Sybil Van Antwerp, a cantankerous but exceedingly well-mannered septuagenarian, is the titular correspondent in Evans’ debut novel. Sybil has retired from a beloved job as chief clerk to a judge with whom she had previously been in private legal practice. She is the divorced mother of two living adult children and one who died when he was 8. She is a reader of novels, a gardener, and a keen observer of human nature. But the most distinguishing thing about Sybil is her lifelong practice of letter writing. As advancing vision problems threaten Sybil’s carefully constructed way of life—in which letters take the place of personal contact and engagement—she must reckon with unaddressed issues from her past that threaten the house of cards (letters, really) she has built around herself.
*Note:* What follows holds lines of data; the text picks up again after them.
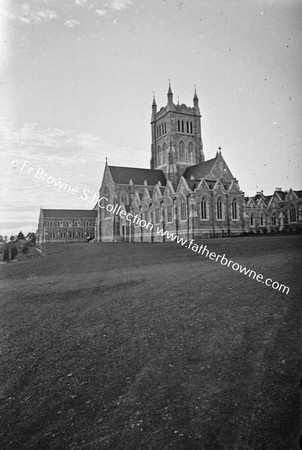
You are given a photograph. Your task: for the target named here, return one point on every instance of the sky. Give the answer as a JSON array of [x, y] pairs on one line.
[[77, 82]]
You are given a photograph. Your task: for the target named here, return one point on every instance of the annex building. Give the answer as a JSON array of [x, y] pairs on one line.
[[182, 193]]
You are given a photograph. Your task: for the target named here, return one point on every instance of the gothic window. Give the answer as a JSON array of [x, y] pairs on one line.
[[191, 152], [157, 214], [181, 151], [169, 212], [203, 209], [183, 209], [159, 155], [292, 214], [124, 199], [219, 209], [234, 209], [164, 153]]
Sybil’s relationships are gradually revealed in the series of letters sent to and received from, among others, her brother, sister-in-law, children, former work associates, and, intriguingly, literary icons including Joan Didion and Larry McMurtry. Perhaps most affecting is the series of missives Sybil writes but never mails to a shadowy figure from her past. Thoughtful musings on the value and immortal quality of letters and the written word populate one of Sybil’s notes to a young correspondent while other messages are laugh-out-loud funny, tinged with her characteristic blunt tartness. Evans has created a brusque and quirky yet endearing main character with no shortage of opinions and advice for others but who fails to excavate the knotty difficulties of her own life. As Sybil grows into a delayed self-awareness, her letters serve as a chronicle of fitful growth.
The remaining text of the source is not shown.